The European Union has acted to ban meat from a number of Brazilian producers in a move that was widely anticipated.

Brazil’s government suggests the ban, which mostly concerns poultry, will affect 30-35% of its exports to the bloc and has re-iterated its plan to seek World Trade Organization support to oppose the ban.

The European Commission announced the measure yesterday (19 April) after it was first mooted a month ago. Some 12 of the banned plants are operated by meat producing giant BRF with the remaining eight operated by smaller companies.

The ban has been put in place because of “deficiencies detected in the Brazilian official control system,” the European Commission said.
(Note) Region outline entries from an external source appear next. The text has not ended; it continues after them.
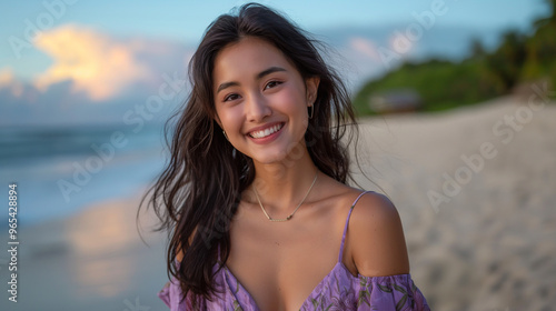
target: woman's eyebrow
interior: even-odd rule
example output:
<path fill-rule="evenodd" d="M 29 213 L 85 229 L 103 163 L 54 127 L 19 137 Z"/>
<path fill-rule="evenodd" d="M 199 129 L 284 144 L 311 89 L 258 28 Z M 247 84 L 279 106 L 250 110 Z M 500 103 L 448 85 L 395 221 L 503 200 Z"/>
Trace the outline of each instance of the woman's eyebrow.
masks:
<path fill-rule="evenodd" d="M 278 71 L 286 71 L 286 69 L 284 69 L 281 67 L 270 67 L 269 69 L 265 69 L 261 72 L 257 73 L 257 76 L 255 78 L 257 78 L 257 80 L 260 80 L 260 79 L 262 79 L 262 77 L 270 74 L 272 72 L 278 72 Z M 220 86 L 218 86 L 218 90 L 216 92 L 218 93 L 224 89 L 227 89 L 230 87 L 237 87 L 237 86 L 239 86 L 239 82 L 236 82 L 236 81 L 225 82 L 225 83 L 221 83 Z"/>

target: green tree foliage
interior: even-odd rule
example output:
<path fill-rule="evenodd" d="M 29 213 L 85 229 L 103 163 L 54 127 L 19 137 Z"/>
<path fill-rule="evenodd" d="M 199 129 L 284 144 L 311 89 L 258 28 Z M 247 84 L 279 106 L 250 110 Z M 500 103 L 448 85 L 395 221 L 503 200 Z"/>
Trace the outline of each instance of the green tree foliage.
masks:
<path fill-rule="evenodd" d="M 499 47 L 485 51 L 478 40 L 470 43 L 470 57 L 460 62 L 429 60 L 407 62 L 378 80 L 367 82 L 356 94 L 359 114 L 374 113 L 373 94 L 413 89 L 423 99 L 423 111 L 437 111 L 507 94 L 518 84 L 548 80 L 556 89 L 556 0 L 546 0 L 552 16 L 534 21 L 526 37 L 517 31 L 503 34 Z"/>

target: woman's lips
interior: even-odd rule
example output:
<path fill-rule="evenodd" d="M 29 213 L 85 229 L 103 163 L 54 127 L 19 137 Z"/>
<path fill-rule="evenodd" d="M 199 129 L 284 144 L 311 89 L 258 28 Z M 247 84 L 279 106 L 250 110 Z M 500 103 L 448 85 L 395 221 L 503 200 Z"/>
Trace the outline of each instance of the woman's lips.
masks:
<path fill-rule="evenodd" d="M 259 130 L 250 131 L 247 137 L 256 143 L 268 143 L 275 140 L 284 129 L 285 123 L 276 123 L 267 128 L 261 128 Z"/>

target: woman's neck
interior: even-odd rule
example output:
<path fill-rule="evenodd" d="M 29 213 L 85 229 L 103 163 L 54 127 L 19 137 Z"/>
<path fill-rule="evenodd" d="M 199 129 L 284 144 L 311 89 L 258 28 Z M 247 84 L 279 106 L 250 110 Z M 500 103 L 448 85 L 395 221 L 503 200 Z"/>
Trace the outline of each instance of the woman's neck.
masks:
<path fill-rule="evenodd" d="M 247 190 L 249 201 L 256 198 L 252 191 L 257 191 L 265 210 L 274 218 L 289 215 L 306 197 L 318 173 L 307 149 L 296 158 L 272 164 L 255 163 L 255 180 Z M 318 180 L 312 188 L 317 184 Z M 310 197 L 309 193 L 306 201 Z M 255 202 L 258 204 L 256 199 Z"/>

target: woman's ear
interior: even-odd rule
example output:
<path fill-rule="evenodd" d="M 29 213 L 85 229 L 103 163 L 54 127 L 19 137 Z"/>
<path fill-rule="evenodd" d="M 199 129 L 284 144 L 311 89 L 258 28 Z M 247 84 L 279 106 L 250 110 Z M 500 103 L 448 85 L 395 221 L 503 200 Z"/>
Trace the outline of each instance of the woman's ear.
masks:
<path fill-rule="evenodd" d="M 320 78 L 317 76 L 305 80 L 305 87 L 307 90 L 307 107 L 311 107 L 317 99 L 318 83 L 320 83 Z"/>
<path fill-rule="evenodd" d="M 218 118 L 218 113 L 215 113 L 215 121 L 218 123 L 218 126 L 220 127 L 220 129 L 224 130 L 222 122 L 220 121 L 220 118 Z"/>

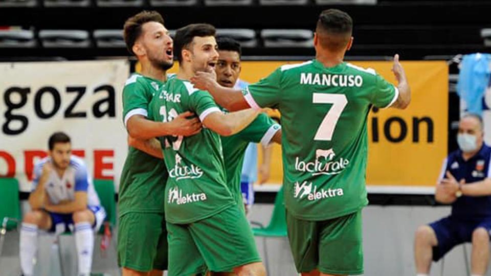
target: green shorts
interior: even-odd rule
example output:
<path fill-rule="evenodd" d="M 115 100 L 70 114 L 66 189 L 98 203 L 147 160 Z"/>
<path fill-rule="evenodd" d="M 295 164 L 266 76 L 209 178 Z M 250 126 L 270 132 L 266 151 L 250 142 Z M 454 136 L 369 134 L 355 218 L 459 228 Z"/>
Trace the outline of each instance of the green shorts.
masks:
<path fill-rule="evenodd" d="M 129 213 L 119 219 L 118 264 L 148 272 L 167 269 L 167 232 L 163 214 Z"/>
<path fill-rule="evenodd" d="M 363 273 L 361 210 L 320 221 L 303 220 L 286 211 L 288 238 L 297 271 Z"/>
<path fill-rule="evenodd" d="M 167 231 L 169 276 L 228 271 L 261 261 L 251 226 L 237 205 L 188 224 L 168 222 Z"/>

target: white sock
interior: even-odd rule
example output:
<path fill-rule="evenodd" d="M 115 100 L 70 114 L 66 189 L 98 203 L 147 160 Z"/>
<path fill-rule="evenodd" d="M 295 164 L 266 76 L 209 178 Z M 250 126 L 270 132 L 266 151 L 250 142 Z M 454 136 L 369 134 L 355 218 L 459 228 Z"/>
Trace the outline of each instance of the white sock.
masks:
<path fill-rule="evenodd" d="M 34 257 L 37 252 L 37 225 L 23 222 L 19 243 L 22 273 L 30 276 L 34 273 Z"/>
<path fill-rule="evenodd" d="M 94 251 L 94 230 L 88 222 L 75 224 L 75 245 L 78 254 L 78 273 L 91 273 Z"/>

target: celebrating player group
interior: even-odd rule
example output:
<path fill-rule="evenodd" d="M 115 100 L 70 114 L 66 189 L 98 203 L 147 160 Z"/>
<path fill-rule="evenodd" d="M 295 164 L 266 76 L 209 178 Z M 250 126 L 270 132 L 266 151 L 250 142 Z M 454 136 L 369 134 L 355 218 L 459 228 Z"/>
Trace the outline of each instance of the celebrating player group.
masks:
<path fill-rule="evenodd" d="M 238 85 L 240 45 L 191 24 L 173 39 L 162 16 L 124 25 L 141 70 L 123 91 L 130 146 L 119 190 L 118 262 L 124 275 L 262 276 L 240 173 L 249 142 L 281 144 L 288 238 L 303 276 L 363 273 L 367 118 L 404 109 L 411 92 L 398 55 L 396 85 L 343 61 L 352 20 L 319 16 L 315 58 Z M 178 72 L 167 71 L 175 58 Z M 264 114 L 277 109 L 281 126 Z"/>

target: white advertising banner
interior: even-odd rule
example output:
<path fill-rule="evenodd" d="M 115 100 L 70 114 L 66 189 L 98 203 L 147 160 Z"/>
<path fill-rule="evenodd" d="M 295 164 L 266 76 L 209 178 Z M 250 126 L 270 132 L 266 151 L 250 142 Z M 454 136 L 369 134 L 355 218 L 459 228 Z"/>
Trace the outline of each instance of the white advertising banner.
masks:
<path fill-rule="evenodd" d="M 127 152 L 121 93 L 126 60 L 0 63 L 0 177 L 31 190 L 34 164 L 63 131 L 96 179 L 117 187 Z"/>

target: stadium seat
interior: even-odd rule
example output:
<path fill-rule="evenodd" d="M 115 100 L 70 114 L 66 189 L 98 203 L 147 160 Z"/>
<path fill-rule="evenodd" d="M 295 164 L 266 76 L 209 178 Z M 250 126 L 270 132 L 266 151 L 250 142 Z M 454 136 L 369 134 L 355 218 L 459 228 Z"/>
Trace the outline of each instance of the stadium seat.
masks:
<path fill-rule="evenodd" d="M 88 7 L 91 5 L 91 0 L 44 0 L 44 7 Z"/>
<path fill-rule="evenodd" d="M 126 43 L 121 30 L 96 30 L 94 31 L 96 45 L 100 48 L 124 48 Z"/>
<path fill-rule="evenodd" d="M 258 44 L 256 32 L 250 29 L 218 29 L 216 36 L 231 37 L 239 41 L 242 47 L 254 48 Z"/>
<path fill-rule="evenodd" d="M 285 210 L 285 204 L 283 202 L 283 186 L 276 194 L 275 198 L 275 205 L 273 210 L 273 214 L 271 219 L 267 226 L 264 226 L 261 223 L 251 221 L 251 224 L 259 226 L 253 228 L 252 232 L 254 236 L 263 237 L 263 248 L 264 250 L 264 264 L 270 274 L 269 265 L 267 258 L 267 249 L 266 245 L 266 238 L 267 237 L 286 237 L 286 218 Z"/>
<path fill-rule="evenodd" d="M 42 47 L 48 48 L 82 48 L 90 47 L 92 43 L 87 31 L 79 30 L 44 30 L 39 31 Z"/>
<path fill-rule="evenodd" d="M 263 6 L 304 5 L 308 4 L 308 0 L 259 0 Z"/>
<path fill-rule="evenodd" d="M 37 41 L 32 31 L 0 30 L 0 48 L 34 48 L 37 46 Z"/>
<path fill-rule="evenodd" d="M 205 0 L 207 6 L 250 6 L 252 0 Z"/>
<path fill-rule="evenodd" d="M 21 219 L 19 183 L 15 178 L 0 178 L 0 256 L 7 231 L 17 229 Z"/>
<path fill-rule="evenodd" d="M 484 40 L 484 45 L 491 47 L 491 29 L 483 29 L 481 30 L 481 37 Z"/>
<path fill-rule="evenodd" d="M 142 7 L 143 0 L 97 0 L 98 7 Z"/>
<path fill-rule="evenodd" d="M 0 7 L 33 7 L 38 5 L 37 0 L 0 0 Z"/>
<path fill-rule="evenodd" d="M 377 0 L 316 0 L 317 5 L 377 5 Z"/>
<path fill-rule="evenodd" d="M 314 47 L 314 33 L 309 30 L 265 29 L 261 37 L 265 47 Z"/>
<path fill-rule="evenodd" d="M 189 6 L 197 4 L 197 0 L 150 0 L 150 5 L 153 7 Z"/>

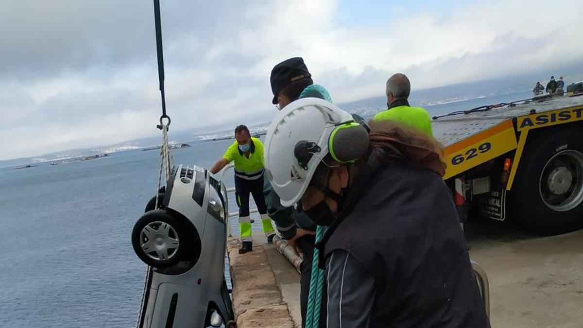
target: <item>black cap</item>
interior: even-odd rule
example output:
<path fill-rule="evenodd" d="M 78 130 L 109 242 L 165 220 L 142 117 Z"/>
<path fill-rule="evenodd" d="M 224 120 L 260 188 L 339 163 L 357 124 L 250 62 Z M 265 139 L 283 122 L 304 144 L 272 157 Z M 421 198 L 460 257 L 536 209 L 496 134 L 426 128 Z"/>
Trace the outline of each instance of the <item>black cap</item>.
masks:
<path fill-rule="evenodd" d="M 273 93 L 272 102 L 274 104 L 278 103 L 278 94 L 290 83 L 311 76 L 301 57 L 290 58 L 276 65 L 271 70 L 269 78 L 271 91 Z"/>

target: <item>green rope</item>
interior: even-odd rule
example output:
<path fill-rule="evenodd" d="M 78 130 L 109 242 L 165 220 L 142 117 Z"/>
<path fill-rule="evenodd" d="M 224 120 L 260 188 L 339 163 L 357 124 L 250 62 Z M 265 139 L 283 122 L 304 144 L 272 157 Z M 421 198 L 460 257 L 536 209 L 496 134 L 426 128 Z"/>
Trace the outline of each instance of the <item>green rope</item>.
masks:
<path fill-rule="evenodd" d="M 315 241 L 317 242 L 326 232 L 327 227 L 318 226 L 316 228 Z M 308 295 L 307 309 L 305 314 L 305 328 L 318 328 L 320 319 L 320 307 L 322 304 L 322 291 L 324 288 L 324 270 L 318 268 L 318 259 L 319 252 L 314 249 L 312 259 L 312 274 L 310 278 L 310 293 Z"/>

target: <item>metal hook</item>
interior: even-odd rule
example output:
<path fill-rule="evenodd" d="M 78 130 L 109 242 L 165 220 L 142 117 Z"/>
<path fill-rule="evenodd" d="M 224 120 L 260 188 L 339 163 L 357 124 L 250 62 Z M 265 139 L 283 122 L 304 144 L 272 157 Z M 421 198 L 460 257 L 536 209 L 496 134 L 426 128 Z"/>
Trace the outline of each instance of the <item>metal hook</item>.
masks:
<path fill-rule="evenodd" d="M 168 124 L 166 124 L 166 129 L 167 130 L 168 129 L 168 127 L 170 126 L 170 123 L 172 121 L 170 120 L 170 117 L 166 115 L 166 114 L 160 117 L 160 124 L 156 125 L 156 127 L 158 128 L 160 130 L 162 130 L 162 127 L 164 125 L 164 122 L 162 121 L 162 120 L 163 120 L 164 118 L 168 118 Z"/>

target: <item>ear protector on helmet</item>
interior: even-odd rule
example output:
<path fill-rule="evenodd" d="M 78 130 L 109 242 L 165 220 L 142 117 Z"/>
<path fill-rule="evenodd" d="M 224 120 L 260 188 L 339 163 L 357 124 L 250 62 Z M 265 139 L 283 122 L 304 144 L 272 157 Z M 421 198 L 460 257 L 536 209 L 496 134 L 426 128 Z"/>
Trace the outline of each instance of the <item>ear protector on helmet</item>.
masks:
<path fill-rule="evenodd" d="M 368 132 L 356 122 L 337 126 L 328 138 L 330 155 L 339 163 L 354 163 L 368 150 Z"/>

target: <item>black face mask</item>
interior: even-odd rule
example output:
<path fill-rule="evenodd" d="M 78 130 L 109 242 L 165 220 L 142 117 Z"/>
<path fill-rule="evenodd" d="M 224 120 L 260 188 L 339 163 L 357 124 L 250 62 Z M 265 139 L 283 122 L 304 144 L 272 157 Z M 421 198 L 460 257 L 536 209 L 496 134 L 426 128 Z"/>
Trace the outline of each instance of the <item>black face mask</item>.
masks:
<path fill-rule="evenodd" d="M 325 201 L 322 200 L 304 211 L 305 215 L 318 225 L 330 225 L 336 218 L 336 214 L 332 212 Z"/>

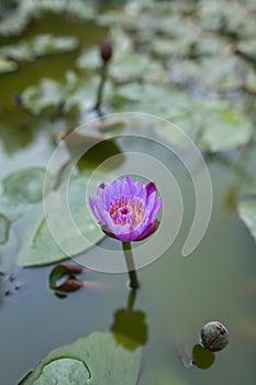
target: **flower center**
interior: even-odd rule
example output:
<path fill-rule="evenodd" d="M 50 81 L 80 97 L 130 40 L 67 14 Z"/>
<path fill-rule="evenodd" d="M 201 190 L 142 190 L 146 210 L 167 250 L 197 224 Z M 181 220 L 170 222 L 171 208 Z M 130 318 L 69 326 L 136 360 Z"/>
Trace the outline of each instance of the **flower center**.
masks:
<path fill-rule="evenodd" d="M 143 199 L 133 197 L 131 199 L 121 197 L 110 204 L 110 217 L 115 224 L 129 223 L 137 227 L 144 219 L 145 202 Z"/>

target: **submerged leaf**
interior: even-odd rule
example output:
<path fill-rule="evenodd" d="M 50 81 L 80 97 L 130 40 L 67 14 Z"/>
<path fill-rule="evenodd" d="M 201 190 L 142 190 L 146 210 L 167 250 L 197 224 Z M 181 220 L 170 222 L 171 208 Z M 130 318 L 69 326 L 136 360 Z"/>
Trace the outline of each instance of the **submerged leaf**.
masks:
<path fill-rule="evenodd" d="M 52 351 L 22 384 L 135 385 L 140 367 L 141 349 L 126 351 L 110 333 L 93 332 Z"/>
<path fill-rule="evenodd" d="M 88 370 L 82 361 L 60 359 L 43 367 L 41 376 L 34 385 L 77 385 L 87 384 Z"/>

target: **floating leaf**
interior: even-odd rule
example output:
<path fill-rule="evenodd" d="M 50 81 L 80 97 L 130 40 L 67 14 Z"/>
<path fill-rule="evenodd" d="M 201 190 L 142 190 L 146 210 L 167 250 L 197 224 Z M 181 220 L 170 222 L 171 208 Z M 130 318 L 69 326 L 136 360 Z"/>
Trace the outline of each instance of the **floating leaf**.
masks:
<path fill-rule="evenodd" d="M 9 237 L 10 222 L 5 216 L 0 213 L 0 244 L 5 243 Z"/>
<path fill-rule="evenodd" d="M 77 46 L 78 40 L 74 36 L 54 36 L 48 33 L 37 35 L 30 41 L 4 45 L 0 48 L 0 54 L 18 62 L 31 62 L 36 57 L 71 51 Z"/>
<path fill-rule="evenodd" d="M 96 70 L 97 68 L 100 68 L 102 64 L 99 48 L 91 48 L 81 53 L 76 61 L 76 65 L 78 68 L 82 69 Z"/>
<path fill-rule="evenodd" d="M 4 56 L 0 56 L 0 74 L 11 73 L 16 70 L 18 65 L 13 61 L 9 61 Z"/>
<path fill-rule="evenodd" d="M 207 107 L 207 106 L 205 106 Z M 246 144 L 253 135 L 252 122 L 227 103 L 209 103 L 201 116 L 200 145 L 203 150 L 224 151 Z"/>
<path fill-rule="evenodd" d="M 149 64 L 151 59 L 145 54 L 126 52 L 111 64 L 110 76 L 116 82 L 140 79 L 148 70 Z"/>
<path fill-rule="evenodd" d="M 153 84 L 133 82 L 120 86 L 112 102 L 123 111 L 147 112 L 169 120 L 191 110 L 191 100 L 186 92 Z"/>
<path fill-rule="evenodd" d="M 20 265 L 35 266 L 65 260 L 85 252 L 104 237 L 87 207 L 86 189 L 90 176 L 89 172 L 80 173 L 70 178 L 68 186 L 64 184 L 47 195 L 44 202 L 47 221 L 42 209 L 29 215 L 30 231 L 18 256 Z M 103 173 L 93 175 L 90 183 L 93 193 L 107 178 Z"/>
<path fill-rule="evenodd" d="M 22 384 L 135 385 L 140 367 L 141 349 L 126 351 L 110 333 L 93 332 L 52 351 Z"/>
<path fill-rule="evenodd" d="M 205 152 L 235 148 L 253 136 L 252 122 L 225 101 L 194 100 L 183 116 L 174 118 L 174 123 Z M 155 132 L 171 144 L 183 141 L 178 131 L 174 135 L 172 130 L 166 130 L 166 123 L 158 124 Z"/>
<path fill-rule="evenodd" d="M 138 385 L 187 385 L 187 381 L 167 367 L 152 367 L 142 373 Z"/>
<path fill-rule="evenodd" d="M 3 193 L 13 204 L 34 204 L 43 198 L 45 169 L 42 167 L 26 168 L 9 174 L 3 180 Z"/>
<path fill-rule="evenodd" d="M 256 240 L 256 197 L 238 204 L 238 216 Z"/>

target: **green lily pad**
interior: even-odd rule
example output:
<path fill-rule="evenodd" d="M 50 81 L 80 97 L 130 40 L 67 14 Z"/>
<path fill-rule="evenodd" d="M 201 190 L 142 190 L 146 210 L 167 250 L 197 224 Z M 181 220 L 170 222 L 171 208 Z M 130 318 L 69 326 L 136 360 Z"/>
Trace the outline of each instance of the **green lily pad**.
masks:
<path fill-rule="evenodd" d="M 126 351 L 110 333 L 87 338 L 52 351 L 23 385 L 135 385 L 141 367 L 141 349 Z"/>
<path fill-rule="evenodd" d="M 76 61 L 76 66 L 82 69 L 96 70 L 97 68 L 100 68 L 101 65 L 102 65 L 102 61 L 101 61 L 100 51 L 98 47 L 97 48 L 94 47 L 81 53 Z"/>
<path fill-rule="evenodd" d="M 47 54 L 58 54 L 73 51 L 78 46 L 78 40 L 74 36 L 54 36 L 41 34 L 27 42 L 4 45 L 0 53 L 2 56 L 14 61 L 33 61 Z"/>
<path fill-rule="evenodd" d="M 149 367 L 142 373 L 138 385 L 188 385 L 187 381 L 167 367 Z"/>
<path fill-rule="evenodd" d="M 2 54 L 0 56 L 0 74 L 12 73 L 16 70 L 18 65 L 15 62 L 5 58 Z"/>
<path fill-rule="evenodd" d="M 79 360 L 60 359 L 43 367 L 41 376 L 34 385 L 76 385 L 87 384 L 88 370 Z"/>
<path fill-rule="evenodd" d="M 200 146 L 210 152 L 246 144 L 253 135 L 252 122 L 227 103 L 209 103 L 202 111 Z"/>
<path fill-rule="evenodd" d="M 238 204 L 238 216 L 256 240 L 256 196 Z"/>
<path fill-rule="evenodd" d="M 0 244 L 8 241 L 10 222 L 5 216 L 0 213 Z"/>
<path fill-rule="evenodd" d="M 142 55 L 126 52 L 112 63 L 110 67 L 110 76 L 116 82 L 140 79 L 143 78 L 145 72 L 148 70 L 151 63 L 152 59 L 145 54 Z"/>
<path fill-rule="evenodd" d="M 36 266 L 63 261 L 85 252 L 104 237 L 91 219 L 86 201 L 90 175 L 88 172 L 80 173 L 71 177 L 68 185 L 60 185 L 45 197 L 47 220 L 38 207 L 24 218 L 29 229 L 18 256 L 19 265 Z M 88 196 L 94 195 L 97 187 L 105 180 L 105 174 L 97 173 Z"/>
<path fill-rule="evenodd" d="M 253 136 L 253 125 L 242 112 L 224 101 L 194 100 L 183 114 L 172 120 L 205 152 L 227 151 L 246 144 Z M 164 124 L 166 125 L 166 124 Z M 155 132 L 171 144 L 182 144 L 177 131 L 171 135 L 159 124 Z"/>
<path fill-rule="evenodd" d="M 43 198 L 45 169 L 31 167 L 7 175 L 0 184 L 0 204 L 4 216 L 14 221 Z"/>
<path fill-rule="evenodd" d="M 24 107 L 37 114 L 48 107 L 57 107 L 66 101 L 73 95 L 77 85 L 78 80 L 75 73 L 67 72 L 64 84 L 54 79 L 42 78 L 38 85 L 25 88 L 21 98 Z M 70 101 L 69 105 L 71 105 Z"/>
<path fill-rule="evenodd" d="M 112 102 L 123 111 L 147 112 L 172 120 L 187 116 L 191 100 L 186 92 L 163 85 L 133 82 L 116 88 Z"/>

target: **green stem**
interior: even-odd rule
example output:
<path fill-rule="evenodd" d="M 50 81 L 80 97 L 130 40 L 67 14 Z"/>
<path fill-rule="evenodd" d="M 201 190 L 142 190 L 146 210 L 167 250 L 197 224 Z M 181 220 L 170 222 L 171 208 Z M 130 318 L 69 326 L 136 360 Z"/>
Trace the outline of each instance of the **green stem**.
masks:
<path fill-rule="evenodd" d="M 100 112 L 101 110 L 101 102 L 102 102 L 102 96 L 103 96 L 103 88 L 107 79 L 107 63 L 102 64 L 101 67 L 101 78 L 100 78 L 100 84 L 97 92 L 97 101 L 94 109 Z"/>
<path fill-rule="evenodd" d="M 140 287 L 140 283 L 137 280 L 137 274 L 136 274 L 135 264 L 133 260 L 131 242 L 122 242 L 122 245 L 123 245 L 123 252 L 124 252 L 125 262 L 127 266 L 127 273 L 130 277 L 130 287 L 136 290 Z"/>

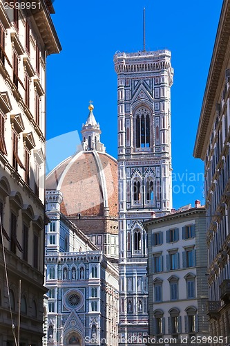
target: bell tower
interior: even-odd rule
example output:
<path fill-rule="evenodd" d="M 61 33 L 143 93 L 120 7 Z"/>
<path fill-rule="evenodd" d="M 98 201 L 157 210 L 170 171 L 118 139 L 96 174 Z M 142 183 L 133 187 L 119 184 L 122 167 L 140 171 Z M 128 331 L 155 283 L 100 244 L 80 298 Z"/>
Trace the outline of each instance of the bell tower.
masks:
<path fill-rule="evenodd" d="M 173 69 L 168 50 L 118 53 L 114 63 L 117 74 L 119 334 L 124 340 L 133 337 L 135 340 L 136 336 L 141 340 L 148 335 L 148 242 L 142 221 L 166 215 L 172 208 Z"/>

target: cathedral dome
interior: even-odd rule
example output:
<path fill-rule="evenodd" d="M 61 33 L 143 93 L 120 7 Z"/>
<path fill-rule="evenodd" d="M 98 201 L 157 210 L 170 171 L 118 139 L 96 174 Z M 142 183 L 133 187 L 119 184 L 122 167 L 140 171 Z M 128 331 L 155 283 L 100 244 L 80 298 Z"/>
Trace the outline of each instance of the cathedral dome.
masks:
<path fill-rule="evenodd" d="M 118 212 L 117 162 L 100 142 L 102 131 L 90 103 L 81 131 L 82 150 L 61 162 L 46 178 L 46 189 L 61 192 L 61 212 L 71 219 L 117 217 Z"/>
<path fill-rule="evenodd" d="M 60 190 L 67 217 L 117 216 L 117 163 L 105 152 L 82 150 L 58 165 L 46 178 L 46 190 Z"/>

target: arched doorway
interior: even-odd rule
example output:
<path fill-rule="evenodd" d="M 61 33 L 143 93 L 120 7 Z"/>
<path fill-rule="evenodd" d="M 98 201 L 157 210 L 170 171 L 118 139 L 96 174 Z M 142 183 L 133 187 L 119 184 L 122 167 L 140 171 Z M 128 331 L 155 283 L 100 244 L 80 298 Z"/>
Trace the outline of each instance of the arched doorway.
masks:
<path fill-rule="evenodd" d="M 82 345 L 80 336 L 77 333 L 71 333 L 67 338 L 67 345 L 75 345 L 77 346 Z"/>

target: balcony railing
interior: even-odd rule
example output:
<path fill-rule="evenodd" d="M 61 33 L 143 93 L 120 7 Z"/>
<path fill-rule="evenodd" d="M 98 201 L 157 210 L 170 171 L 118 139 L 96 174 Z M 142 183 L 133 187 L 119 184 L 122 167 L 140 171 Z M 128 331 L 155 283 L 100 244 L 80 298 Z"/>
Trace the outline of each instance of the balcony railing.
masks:
<path fill-rule="evenodd" d="M 219 309 L 220 308 L 220 300 L 213 300 L 207 302 L 207 315 L 209 316 L 211 318 L 217 319 L 218 317 Z"/>
<path fill-rule="evenodd" d="M 220 299 L 226 303 L 230 302 L 230 280 L 225 280 L 220 286 Z"/>

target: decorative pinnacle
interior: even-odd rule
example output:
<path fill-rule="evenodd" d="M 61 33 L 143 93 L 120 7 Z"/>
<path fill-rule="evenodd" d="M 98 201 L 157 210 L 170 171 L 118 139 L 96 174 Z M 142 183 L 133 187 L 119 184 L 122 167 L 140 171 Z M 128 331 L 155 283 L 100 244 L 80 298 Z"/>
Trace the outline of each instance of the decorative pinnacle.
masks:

It has been on the cards since mid-March. Since then the European Commission has been considering whether to strike-off a number of Brazilian meat processors from its approved list of importers in the wake of last year’s so-called Carne Fraca probe into alleged bribes paid to Brazilian government inspectors to overlook unsanitary conditions and practises.

In anticipation of the move Brazil suspended chicken exports from BRF to the EU, an action which led to a large number of worked being temporarily laid off.

Last week Brazil’s Minister of Agriculture Blairo Maggi was in Brussels for talks and he said this week the anticipated EU ban was nothing to do with health but amounted to a “trade war”.

Following the announcement of the EU ban, the news agency Reuters quotes Maggi as saying: “We need to start talks to re-establish these plants as soon as possible.”

It reports that the Brazilian government would request that a trade mission be allowed in Europe to negotiate a reversal of the measure.